Escaping the CSV Trap and Embracing Alternatives

May 20, 2023

We need to stop serializing data to or parsing from comma-separated values (CSV). There is a whole family of anti-patterns originating from the unfortunate popularity of CSVs. Binary data formats such as Parquet, Feather, or Avro are sensible alternatives.

Comma-separated values are a terrible format for transferring data for several reasons. The initial bad idea is that there is no standard that people agree on. What is clear about CSV is that

data is stored as plain text using some character encoding, and that
data is stored in tuples of the same length.

Everything else is determined by the developer's creativity. That's why the name CSV is misleading; it should not be called comma-separated values but surprise-me separated values. Why not encode everything in CP869, separate tuples with ö;/@, and tuples' entries with &@&? The resulting file is a perfectly fine CSV.

Now, most folks don't want to be actively harmful. They separate tuples with a newline and entries with a comma ¹. And they encode their text file as UTF-8. It is still terrible. All the schema information is gone as soon as the text file is written. Every value is a string.

In defense of CSV: There is a reason for the format's popularity. Being able to peek into the data using a text editor is handy. And CSV is fast to read and write. Transferring a small dataset while using sane separators and UTF-8 encoding is one valid use case for CSV.

However, it is absurd to log into Kaggle, read two pages of attribute descriptions of a dataset, including their data types, and then download a CSV that does not contain any of that information.

Data practitioners: Why are we doing this to ourselves? When did we start accepting CSV as a file format we work with?
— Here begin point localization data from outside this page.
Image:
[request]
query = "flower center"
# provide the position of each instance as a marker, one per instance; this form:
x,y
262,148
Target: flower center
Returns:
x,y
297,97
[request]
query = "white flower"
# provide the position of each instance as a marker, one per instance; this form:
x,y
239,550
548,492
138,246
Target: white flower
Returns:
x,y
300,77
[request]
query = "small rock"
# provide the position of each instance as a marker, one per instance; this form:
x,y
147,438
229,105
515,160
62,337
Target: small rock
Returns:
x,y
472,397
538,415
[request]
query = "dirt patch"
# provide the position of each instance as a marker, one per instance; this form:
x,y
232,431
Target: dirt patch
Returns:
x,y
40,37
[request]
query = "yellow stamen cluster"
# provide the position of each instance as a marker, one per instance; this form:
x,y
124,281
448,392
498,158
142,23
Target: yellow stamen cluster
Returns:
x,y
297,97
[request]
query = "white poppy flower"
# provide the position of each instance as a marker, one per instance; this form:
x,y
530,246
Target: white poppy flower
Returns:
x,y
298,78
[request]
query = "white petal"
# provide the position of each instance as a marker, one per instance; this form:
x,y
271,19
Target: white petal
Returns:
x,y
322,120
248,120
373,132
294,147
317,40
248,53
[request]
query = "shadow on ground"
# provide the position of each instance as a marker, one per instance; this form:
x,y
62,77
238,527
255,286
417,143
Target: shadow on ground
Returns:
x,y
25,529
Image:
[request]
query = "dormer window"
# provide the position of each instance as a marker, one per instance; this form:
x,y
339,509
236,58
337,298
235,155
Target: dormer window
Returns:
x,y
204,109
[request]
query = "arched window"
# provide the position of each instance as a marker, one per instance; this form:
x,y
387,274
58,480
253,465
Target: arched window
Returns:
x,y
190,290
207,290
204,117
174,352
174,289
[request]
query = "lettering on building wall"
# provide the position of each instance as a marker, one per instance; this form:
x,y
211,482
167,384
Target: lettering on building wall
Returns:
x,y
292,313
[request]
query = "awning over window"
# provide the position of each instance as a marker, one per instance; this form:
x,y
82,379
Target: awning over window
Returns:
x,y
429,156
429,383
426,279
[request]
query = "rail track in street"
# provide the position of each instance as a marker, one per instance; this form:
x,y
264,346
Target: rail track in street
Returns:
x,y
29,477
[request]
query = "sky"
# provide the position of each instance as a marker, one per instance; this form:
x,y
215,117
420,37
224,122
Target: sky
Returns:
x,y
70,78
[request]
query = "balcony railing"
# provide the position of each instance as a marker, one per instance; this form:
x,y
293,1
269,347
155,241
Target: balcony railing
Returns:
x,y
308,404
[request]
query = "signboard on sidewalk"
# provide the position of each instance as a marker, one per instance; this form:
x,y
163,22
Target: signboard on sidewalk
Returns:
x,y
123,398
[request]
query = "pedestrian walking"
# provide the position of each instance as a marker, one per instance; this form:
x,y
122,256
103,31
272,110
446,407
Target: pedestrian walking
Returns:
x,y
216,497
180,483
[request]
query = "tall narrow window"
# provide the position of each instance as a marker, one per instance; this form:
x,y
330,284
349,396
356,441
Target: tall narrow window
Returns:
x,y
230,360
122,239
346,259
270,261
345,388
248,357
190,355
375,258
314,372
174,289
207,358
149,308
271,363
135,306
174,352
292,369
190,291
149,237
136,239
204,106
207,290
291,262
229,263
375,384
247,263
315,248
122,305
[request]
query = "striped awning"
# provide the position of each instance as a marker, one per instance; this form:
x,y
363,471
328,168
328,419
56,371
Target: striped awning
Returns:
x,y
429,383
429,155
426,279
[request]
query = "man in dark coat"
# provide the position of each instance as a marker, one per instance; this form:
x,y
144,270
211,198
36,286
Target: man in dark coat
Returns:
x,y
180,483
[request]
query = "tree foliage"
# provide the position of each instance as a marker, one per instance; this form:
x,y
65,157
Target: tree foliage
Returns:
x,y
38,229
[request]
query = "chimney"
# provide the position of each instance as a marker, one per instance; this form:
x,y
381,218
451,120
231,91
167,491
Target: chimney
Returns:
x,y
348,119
How much time have we spent coming up with schemas manually? How many convert functions have we applied to data frames? How many strings were parsed to dates? How many floats cast to integers?

It is time to be pragmatic and ditch CSV files where possible. Consider the Parquet data format. It provides:

Compression
Schema information across languages and databases with support for Parquet
Text encoding baked into the standard
It's a far superior choice over CSV in almost any dimension.

In conclusion, embracing modern data formats like Parquet can improve our data practices. We can unlock new levels of efficiency, interoperability, and data integrity. While CSV may have served its purpose in the past, it's time to recognize its limitations. We move towards more advanced alternatives. Let's champion the adoption of Parquet and other suitable formats.

Or a semicolon — I'm looking at you, Excel.↩